The problem arises when creatives are forced to justify their new ideas using the analytics’ framework. They are asked to prove future success with historical data, which is an impossible task for something that has never existed before. As Martin notes, this is a game creatives are destined to lose.
Creatives have a strong tendency to attempt to defend their ideas while implicitly or explicitly accepting the dominant premise.

The flaw in the analytical premise
Martin argues that this reliance on historical data is fundamentally flawed, a point made centuries ago by thinkers like Aristotle and Charles Sanders Peirce. Aristotle pointed out that data analysis is only useful if we are certain the future will be identical to the past—a rare occurrence in business. Peirce went further, stating that no truly new idea has ever been proven analytically in advance.
When analytics ask creatives to prove a new idea in advance analytically, they are asking the creatives to do something that has never been done in the history of the world — good luck with that!
This creates an environment where forecasting becomes a comforting illusion rather than a useful tool for genuine innovation.
It is the great pacifier of modern business — revenue forecasting makes analytics feel good, even if it provides no more value than popping a pacifier in a baby’s mouth.
A critical reflection
Martin’s argument made me reflect on my own work. I see a large reliance on trying to predict business outcomes based on past data, which is exactly what he criticises. It is important, however, to distinguish this from other types of prediction. For instance, in predictive maintenance, we are not forecasting unpredictable human behaviour in a market. Instead, we are predicting machine failure based on sensor data and physical principles. We can say, “We are 95% confident this machine will fail within the next 30 days.” This is a calculated probability within a more constrained system, allowing for informed operational decisions. It is fundamentally different from trying to forecast revenue for a product that does not exist yet.
Martin’s core point about business strategy remains valid and important. Truly great business ideas are rarely born from maintaining the status quo. Sticking to the proven path may yield marginal gains with some confidence, but it will not lead to breakthrough innovations. Look at a tool like the Cursor IDE; it was not created by marginally improving existing code editors but by fundamentally rethinking the developer workflow with AI at its core.
Why an offensive stance is better
To escape this trap, Martin urges creatives to stop defending their ideas on the analytics’ terms and instead go on the offensive. This means questioning the assumptions behind the status quo.
For Innovation in Modern Business, the only Defense is Offense.
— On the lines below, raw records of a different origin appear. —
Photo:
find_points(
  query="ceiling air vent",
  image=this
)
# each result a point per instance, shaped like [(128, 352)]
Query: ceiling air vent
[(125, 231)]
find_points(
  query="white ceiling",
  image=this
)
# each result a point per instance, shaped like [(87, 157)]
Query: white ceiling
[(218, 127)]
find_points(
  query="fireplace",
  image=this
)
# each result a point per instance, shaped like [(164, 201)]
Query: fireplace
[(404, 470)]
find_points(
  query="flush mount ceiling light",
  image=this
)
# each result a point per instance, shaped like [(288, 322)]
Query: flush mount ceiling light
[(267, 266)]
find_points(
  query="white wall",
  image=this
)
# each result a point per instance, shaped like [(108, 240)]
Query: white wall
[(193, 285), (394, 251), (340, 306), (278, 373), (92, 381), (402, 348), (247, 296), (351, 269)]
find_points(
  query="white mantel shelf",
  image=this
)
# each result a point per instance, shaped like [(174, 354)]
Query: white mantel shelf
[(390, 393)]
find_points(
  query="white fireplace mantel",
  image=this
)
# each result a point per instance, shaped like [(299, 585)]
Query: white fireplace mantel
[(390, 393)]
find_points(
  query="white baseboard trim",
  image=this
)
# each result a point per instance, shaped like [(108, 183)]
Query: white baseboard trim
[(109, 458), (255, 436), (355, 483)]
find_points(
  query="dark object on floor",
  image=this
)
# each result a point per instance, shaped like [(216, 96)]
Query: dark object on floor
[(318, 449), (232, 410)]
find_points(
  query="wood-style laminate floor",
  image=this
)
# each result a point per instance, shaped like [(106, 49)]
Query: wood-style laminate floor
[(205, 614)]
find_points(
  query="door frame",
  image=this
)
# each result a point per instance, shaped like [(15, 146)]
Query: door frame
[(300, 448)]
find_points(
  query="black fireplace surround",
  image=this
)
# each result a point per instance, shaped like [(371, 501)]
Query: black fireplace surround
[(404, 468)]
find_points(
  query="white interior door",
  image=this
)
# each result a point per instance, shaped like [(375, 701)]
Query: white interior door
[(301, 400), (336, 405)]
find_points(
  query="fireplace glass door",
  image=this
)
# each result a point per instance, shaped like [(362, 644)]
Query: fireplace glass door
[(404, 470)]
Instead of trying to prove your new idea will work, challenge the assumption that the current model will continue to work indefinitely. This shifts the conversation from defending the unknown to comparing two possible futures: one based on a new idea and one based on the increasingly fragile assumption that nothing will change.
This “offensive” mindset is more powerful in general because it is proactive. It is about taking control of the narrative, setting the terms of the discussion, and actively shaping the future rather than passively reacting to the past. It is a shift from defence to creation.